Session Ready
Exercise

K-means training

Now that the RDD is ready for training, in the second part of the exercise, you'll train the RDD with PySpark's MLlib's KMeans algorithm. The algorithm is somewhat naive--it clusters the data into k clusters, even if k is not the right number of clusters to use. Therefore, when using k-means clustering, the most important parameter is a target number of clusters to generate, k. In practice, you rarely know the “true” number of clusters in advance, so the best practice is to try several values of k until the average intracluster distance stops decreasing dramatically

In this 2nd part, you'll test with k's ranging from 13 to 16 and use the elbow method to chose the correct k.
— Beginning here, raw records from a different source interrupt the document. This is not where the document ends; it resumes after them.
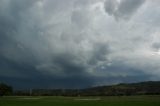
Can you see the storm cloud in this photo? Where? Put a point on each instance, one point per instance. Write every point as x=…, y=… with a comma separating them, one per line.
x=78, y=43
x=122, y=9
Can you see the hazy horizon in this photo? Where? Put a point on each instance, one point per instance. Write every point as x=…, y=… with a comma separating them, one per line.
x=78, y=43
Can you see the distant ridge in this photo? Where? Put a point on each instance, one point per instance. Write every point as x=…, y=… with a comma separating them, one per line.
x=122, y=89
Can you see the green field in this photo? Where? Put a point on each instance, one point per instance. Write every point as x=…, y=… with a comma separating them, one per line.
x=81, y=101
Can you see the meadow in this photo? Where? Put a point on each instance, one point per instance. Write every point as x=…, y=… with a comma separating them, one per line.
x=81, y=101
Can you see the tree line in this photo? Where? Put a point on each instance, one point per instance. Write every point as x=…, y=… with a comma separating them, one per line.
x=143, y=88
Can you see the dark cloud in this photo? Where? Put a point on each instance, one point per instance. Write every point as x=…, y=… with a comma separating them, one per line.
x=59, y=43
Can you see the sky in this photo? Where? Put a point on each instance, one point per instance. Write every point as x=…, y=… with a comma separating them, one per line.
x=78, y=43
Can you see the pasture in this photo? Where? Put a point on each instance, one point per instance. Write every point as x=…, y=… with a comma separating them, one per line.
x=81, y=101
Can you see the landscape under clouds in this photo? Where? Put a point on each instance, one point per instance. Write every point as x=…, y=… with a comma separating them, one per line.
x=78, y=43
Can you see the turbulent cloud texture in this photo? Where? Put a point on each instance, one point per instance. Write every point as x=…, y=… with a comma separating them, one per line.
x=122, y=8
x=78, y=43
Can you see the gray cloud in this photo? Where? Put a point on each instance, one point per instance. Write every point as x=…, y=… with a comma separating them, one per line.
x=75, y=44
x=122, y=9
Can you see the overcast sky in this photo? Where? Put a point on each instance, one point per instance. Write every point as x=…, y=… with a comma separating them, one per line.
x=78, y=43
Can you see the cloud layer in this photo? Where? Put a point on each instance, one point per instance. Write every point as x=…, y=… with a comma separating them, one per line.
x=78, y=43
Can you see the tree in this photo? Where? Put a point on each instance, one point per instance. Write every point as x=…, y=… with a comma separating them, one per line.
x=5, y=89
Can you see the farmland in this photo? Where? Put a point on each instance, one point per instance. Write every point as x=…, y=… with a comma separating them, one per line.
x=80, y=101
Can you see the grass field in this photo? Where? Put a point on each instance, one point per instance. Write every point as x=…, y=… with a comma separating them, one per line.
x=81, y=101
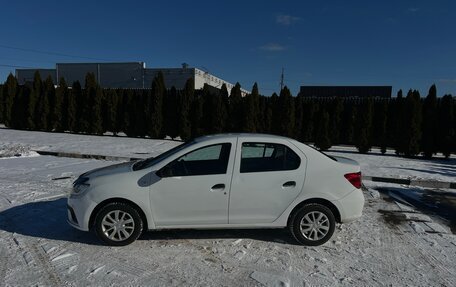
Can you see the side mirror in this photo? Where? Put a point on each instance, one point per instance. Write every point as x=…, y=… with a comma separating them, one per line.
x=165, y=171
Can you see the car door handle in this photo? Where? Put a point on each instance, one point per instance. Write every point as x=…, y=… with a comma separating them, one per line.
x=218, y=187
x=289, y=184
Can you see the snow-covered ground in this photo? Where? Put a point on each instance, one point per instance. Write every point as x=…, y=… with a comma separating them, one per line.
x=391, y=245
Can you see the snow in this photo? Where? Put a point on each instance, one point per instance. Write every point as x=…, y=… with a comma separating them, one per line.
x=390, y=165
x=398, y=246
x=372, y=164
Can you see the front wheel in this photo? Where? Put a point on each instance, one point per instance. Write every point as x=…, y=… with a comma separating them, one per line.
x=313, y=224
x=118, y=224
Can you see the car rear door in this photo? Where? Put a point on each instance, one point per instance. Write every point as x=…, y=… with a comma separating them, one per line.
x=193, y=189
x=268, y=175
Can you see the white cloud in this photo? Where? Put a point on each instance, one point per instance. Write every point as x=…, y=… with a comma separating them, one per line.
x=286, y=20
x=273, y=47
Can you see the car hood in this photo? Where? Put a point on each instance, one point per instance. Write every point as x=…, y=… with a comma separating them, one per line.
x=109, y=170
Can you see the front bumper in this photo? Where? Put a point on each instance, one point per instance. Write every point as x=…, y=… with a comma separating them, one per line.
x=79, y=210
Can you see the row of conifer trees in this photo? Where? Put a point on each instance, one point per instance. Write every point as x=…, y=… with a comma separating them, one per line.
x=410, y=124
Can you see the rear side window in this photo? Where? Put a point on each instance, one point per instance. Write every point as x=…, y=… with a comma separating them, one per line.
x=260, y=157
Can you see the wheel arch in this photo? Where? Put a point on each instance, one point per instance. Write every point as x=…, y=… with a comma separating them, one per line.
x=321, y=201
x=117, y=199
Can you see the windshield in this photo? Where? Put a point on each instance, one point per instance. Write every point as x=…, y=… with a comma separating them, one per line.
x=154, y=160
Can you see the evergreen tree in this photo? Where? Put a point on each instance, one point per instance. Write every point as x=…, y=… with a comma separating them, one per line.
x=170, y=113
x=262, y=108
x=226, y=104
x=185, y=104
x=42, y=111
x=276, y=117
x=140, y=99
x=363, y=137
x=59, y=110
x=92, y=94
x=74, y=108
x=18, y=119
x=30, y=108
x=2, y=104
x=196, y=117
x=127, y=116
x=156, y=116
x=347, y=133
x=214, y=112
x=299, y=118
x=379, y=124
x=65, y=92
x=446, y=132
x=9, y=92
x=430, y=117
x=251, y=110
x=322, y=138
x=110, y=111
x=235, y=109
x=308, y=128
x=267, y=114
x=399, y=125
x=335, y=119
x=412, y=132
x=96, y=123
x=287, y=113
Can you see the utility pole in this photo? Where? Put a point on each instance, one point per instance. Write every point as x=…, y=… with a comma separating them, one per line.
x=281, y=81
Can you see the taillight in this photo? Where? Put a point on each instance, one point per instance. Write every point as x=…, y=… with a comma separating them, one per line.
x=354, y=178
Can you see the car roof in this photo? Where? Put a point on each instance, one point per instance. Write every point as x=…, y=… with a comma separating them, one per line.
x=236, y=135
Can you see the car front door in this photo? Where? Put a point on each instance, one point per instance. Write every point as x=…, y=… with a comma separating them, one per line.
x=267, y=177
x=194, y=188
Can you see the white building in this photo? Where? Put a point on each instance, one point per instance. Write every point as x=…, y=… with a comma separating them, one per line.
x=132, y=75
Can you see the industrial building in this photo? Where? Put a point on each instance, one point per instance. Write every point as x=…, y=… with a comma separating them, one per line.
x=346, y=91
x=132, y=75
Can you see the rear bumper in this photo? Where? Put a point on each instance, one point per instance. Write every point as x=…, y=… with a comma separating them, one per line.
x=351, y=206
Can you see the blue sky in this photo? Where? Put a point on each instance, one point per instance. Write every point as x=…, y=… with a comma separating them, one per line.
x=406, y=44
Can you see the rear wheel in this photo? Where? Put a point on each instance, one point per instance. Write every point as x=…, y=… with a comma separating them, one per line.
x=118, y=224
x=313, y=224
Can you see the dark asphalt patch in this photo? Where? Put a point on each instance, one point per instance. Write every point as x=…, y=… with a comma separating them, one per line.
x=438, y=202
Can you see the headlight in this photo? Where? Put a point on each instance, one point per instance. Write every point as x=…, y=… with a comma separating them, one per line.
x=80, y=186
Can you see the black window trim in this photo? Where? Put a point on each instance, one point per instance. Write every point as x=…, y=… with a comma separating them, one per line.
x=206, y=146
x=268, y=143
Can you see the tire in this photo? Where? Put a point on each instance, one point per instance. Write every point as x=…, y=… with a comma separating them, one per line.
x=118, y=224
x=313, y=224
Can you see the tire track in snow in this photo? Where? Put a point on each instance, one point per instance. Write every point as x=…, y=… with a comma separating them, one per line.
x=3, y=265
x=42, y=261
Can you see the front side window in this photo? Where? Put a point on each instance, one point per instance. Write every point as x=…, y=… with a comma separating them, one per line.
x=261, y=157
x=207, y=160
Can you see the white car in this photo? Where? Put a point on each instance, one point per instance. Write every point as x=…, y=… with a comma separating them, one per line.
x=221, y=181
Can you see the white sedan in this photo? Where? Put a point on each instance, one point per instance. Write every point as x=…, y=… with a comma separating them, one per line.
x=221, y=181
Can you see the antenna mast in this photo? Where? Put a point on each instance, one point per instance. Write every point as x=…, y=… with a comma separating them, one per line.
x=281, y=81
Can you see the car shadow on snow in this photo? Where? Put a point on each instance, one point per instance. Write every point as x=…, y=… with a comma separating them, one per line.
x=48, y=220
x=44, y=219
x=267, y=235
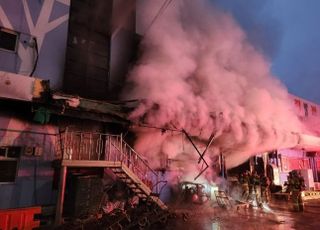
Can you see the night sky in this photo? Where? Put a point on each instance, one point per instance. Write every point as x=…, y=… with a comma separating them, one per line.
x=288, y=33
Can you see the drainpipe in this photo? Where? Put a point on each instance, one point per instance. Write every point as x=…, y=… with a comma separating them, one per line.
x=62, y=187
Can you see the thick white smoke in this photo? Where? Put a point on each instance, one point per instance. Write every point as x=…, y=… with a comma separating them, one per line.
x=198, y=72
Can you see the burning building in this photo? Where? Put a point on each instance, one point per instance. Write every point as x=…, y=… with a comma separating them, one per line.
x=204, y=92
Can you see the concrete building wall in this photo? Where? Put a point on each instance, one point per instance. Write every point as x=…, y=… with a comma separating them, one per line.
x=33, y=184
x=47, y=21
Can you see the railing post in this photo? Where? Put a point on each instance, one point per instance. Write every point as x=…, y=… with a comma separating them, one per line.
x=121, y=150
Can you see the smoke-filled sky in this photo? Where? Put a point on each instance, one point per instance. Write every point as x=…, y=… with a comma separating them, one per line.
x=288, y=33
x=199, y=71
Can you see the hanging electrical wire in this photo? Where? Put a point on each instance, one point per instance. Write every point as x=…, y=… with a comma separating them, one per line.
x=164, y=6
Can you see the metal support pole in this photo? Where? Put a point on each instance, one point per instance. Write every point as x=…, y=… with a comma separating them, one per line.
x=62, y=186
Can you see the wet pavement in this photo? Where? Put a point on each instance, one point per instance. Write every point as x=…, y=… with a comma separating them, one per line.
x=277, y=216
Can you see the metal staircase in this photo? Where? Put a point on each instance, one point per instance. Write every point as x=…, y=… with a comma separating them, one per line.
x=81, y=149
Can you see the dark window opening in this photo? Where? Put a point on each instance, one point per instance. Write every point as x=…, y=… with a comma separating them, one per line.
x=8, y=39
x=9, y=158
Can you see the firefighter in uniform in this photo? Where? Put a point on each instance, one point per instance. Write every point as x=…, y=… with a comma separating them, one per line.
x=265, y=193
x=255, y=183
x=296, y=184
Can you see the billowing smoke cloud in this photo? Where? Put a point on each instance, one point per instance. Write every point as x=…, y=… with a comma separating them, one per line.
x=199, y=73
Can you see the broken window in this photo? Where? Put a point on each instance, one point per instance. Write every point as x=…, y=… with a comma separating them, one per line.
x=9, y=159
x=8, y=40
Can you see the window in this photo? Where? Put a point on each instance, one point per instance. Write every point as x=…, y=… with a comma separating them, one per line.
x=8, y=40
x=9, y=158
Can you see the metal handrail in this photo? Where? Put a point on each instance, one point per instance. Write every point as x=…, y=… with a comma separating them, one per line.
x=92, y=146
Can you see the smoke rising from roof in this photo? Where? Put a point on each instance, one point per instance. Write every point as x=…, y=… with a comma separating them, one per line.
x=198, y=72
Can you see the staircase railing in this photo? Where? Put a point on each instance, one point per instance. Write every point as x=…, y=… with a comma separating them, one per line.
x=77, y=145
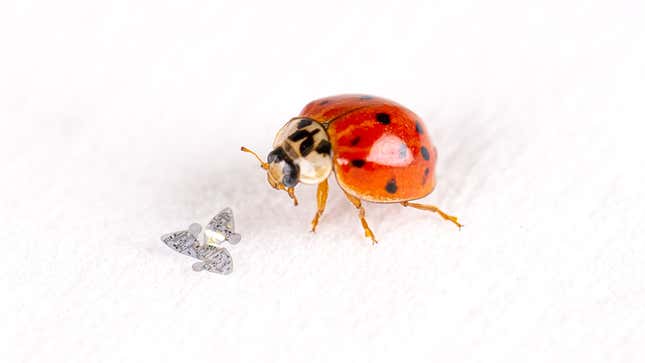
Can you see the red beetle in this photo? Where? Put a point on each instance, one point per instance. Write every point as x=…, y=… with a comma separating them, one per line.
x=379, y=150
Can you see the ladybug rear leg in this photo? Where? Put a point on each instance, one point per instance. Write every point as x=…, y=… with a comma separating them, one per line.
x=432, y=208
x=361, y=214
x=321, y=197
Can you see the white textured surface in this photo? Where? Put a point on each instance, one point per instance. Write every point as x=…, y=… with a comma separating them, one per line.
x=122, y=121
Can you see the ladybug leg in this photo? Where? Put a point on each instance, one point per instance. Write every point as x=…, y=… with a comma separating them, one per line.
x=432, y=208
x=361, y=214
x=321, y=197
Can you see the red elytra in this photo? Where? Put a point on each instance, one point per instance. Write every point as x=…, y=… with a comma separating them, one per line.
x=379, y=150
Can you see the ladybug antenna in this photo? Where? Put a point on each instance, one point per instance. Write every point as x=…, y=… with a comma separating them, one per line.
x=264, y=165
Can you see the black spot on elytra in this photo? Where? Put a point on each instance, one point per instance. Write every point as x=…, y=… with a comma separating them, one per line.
x=383, y=118
x=304, y=123
x=425, y=176
x=324, y=147
x=419, y=128
x=403, y=151
x=425, y=153
x=391, y=187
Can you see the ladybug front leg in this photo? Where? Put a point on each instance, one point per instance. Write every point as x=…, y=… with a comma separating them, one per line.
x=361, y=214
x=432, y=208
x=321, y=197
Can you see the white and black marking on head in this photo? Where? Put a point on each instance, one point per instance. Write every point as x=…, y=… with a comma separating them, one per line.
x=302, y=153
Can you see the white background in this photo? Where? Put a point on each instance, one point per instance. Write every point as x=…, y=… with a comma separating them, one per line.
x=122, y=120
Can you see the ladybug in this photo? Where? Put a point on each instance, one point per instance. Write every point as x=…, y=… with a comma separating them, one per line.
x=379, y=151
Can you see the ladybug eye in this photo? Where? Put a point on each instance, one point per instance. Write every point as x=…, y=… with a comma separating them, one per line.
x=276, y=155
x=290, y=172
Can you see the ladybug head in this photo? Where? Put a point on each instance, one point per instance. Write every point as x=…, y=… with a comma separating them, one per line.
x=301, y=154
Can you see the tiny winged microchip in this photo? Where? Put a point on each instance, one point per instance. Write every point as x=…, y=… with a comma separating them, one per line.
x=204, y=245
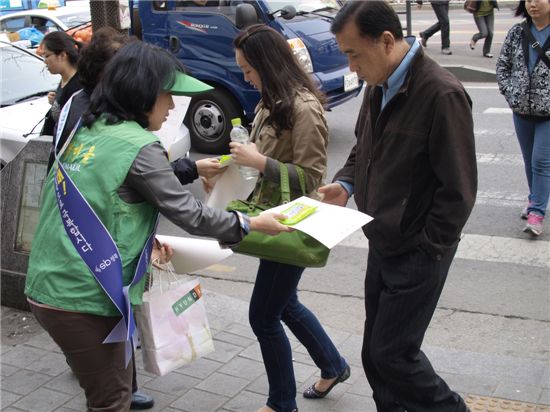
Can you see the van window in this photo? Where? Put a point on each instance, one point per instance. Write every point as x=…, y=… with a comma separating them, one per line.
x=13, y=24
x=306, y=5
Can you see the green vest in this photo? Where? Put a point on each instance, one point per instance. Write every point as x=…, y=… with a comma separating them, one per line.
x=97, y=160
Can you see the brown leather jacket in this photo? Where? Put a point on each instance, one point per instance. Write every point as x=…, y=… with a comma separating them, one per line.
x=304, y=145
x=413, y=167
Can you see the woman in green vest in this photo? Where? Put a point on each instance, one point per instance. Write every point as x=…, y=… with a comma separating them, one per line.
x=122, y=171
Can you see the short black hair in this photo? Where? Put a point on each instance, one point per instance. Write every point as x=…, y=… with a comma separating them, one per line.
x=59, y=41
x=131, y=83
x=105, y=42
x=372, y=17
x=521, y=10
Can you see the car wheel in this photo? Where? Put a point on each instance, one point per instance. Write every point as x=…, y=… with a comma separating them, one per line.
x=209, y=121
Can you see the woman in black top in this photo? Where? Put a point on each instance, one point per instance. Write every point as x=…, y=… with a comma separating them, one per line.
x=60, y=53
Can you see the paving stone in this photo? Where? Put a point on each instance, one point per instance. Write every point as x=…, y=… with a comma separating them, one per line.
x=545, y=397
x=77, y=403
x=470, y=384
x=66, y=383
x=315, y=405
x=24, y=381
x=172, y=383
x=350, y=350
x=243, y=368
x=223, y=384
x=224, y=352
x=238, y=340
x=42, y=400
x=241, y=330
x=360, y=386
x=518, y=392
x=303, y=372
x=252, y=352
x=22, y=356
x=196, y=400
x=52, y=365
x=8, y=398
x=503, y=368
x=201, y=368
x=259, y=385
x=162, y=400
x=354, y=403
x=7, y=370
x=245, y=401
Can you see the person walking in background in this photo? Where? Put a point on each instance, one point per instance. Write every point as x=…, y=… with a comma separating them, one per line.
x=484, y=16
x=523, y=76
x=122, y=172
x=289, y=127
x=60, y=52
x=414, y=170
x=441, y=10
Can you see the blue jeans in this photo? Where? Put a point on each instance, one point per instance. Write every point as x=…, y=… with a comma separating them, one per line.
x=442, y=13
x=485, y=25
x=275, y=298
x=534, y=140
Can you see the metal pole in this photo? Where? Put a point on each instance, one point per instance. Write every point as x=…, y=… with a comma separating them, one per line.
x=409, y=17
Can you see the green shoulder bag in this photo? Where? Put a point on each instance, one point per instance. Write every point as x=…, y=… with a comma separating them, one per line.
x=292, y=248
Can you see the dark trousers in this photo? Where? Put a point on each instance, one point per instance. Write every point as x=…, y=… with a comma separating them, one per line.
x=485, y=25
x=401, y=295
x=99, y=367
x=441, y=11
x=275, y=298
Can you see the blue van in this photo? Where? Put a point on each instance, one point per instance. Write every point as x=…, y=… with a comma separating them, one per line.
x=201, y=32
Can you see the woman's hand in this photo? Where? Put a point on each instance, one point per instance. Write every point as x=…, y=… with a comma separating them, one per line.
x=247, y=155
x=209, y=167
x=269, y=223
x=334, y=194
x=162, y=253
x=207, y=184
x=51, y=97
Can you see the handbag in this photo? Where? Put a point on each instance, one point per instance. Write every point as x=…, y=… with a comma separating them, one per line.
x=172, y=323
x=470, y=6
x=292, y=248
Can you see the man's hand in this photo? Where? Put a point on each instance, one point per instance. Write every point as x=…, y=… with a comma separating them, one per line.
x=247, y=155
x=51, y=97
x=209, y=167
x=334, y=194
x=162, y=253
x=269, y=223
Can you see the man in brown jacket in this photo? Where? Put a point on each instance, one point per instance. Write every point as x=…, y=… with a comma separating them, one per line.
x=413, y=169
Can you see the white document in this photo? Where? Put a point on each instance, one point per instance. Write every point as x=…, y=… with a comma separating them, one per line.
x=329, y=224
x=173, y=134
x=192, y=254
x=230, y=186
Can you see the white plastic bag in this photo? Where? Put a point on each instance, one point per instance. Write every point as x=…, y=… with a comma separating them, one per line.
x=173, y=324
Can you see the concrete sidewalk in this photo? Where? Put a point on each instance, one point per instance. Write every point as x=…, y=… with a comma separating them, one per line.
x=35, y=376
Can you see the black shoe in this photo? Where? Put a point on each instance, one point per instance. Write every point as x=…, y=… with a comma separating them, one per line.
x=312, y=393
x=423, y=40
x=142, y=401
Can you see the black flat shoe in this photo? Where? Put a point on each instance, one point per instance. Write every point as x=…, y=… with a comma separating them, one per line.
x=312, y=393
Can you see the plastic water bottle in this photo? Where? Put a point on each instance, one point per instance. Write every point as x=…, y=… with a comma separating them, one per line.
x=239, y=134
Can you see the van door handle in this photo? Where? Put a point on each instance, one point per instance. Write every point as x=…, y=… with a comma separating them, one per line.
x=174, y=44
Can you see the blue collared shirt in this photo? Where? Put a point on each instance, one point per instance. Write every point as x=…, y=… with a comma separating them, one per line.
x=397, y=78
x=392, y=86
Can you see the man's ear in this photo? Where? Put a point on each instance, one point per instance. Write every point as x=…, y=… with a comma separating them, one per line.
x=388, y=40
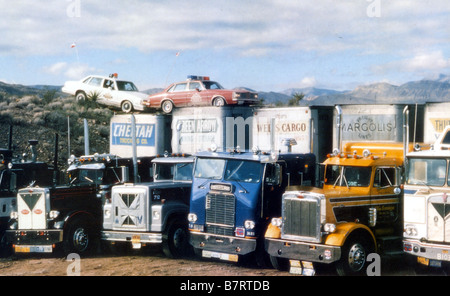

The idea of the elbow method is to run k-means clustering on the dataset for a range of values of k, calculate Within Set Sum of Squared Error (WSSSE, this function is already provided to you) and select the best k based on the sudden drop in WSSSE. Finally, you'll retrain the model with the best k (15 in this case) and print the centroids (cluster centers).

Remember, you already have a SparkContext sc and rdd_split_int RDD available in your workspace.

Instructions
100 XP
  • Train the KMeans model with clusters from 13 to 16 and print the WSSSE for each cluster.
  • Train the KMeans model again with the best cluster (k=15).
  • Get the Cluster Centers (centroids) of KMeans model trained with k=15.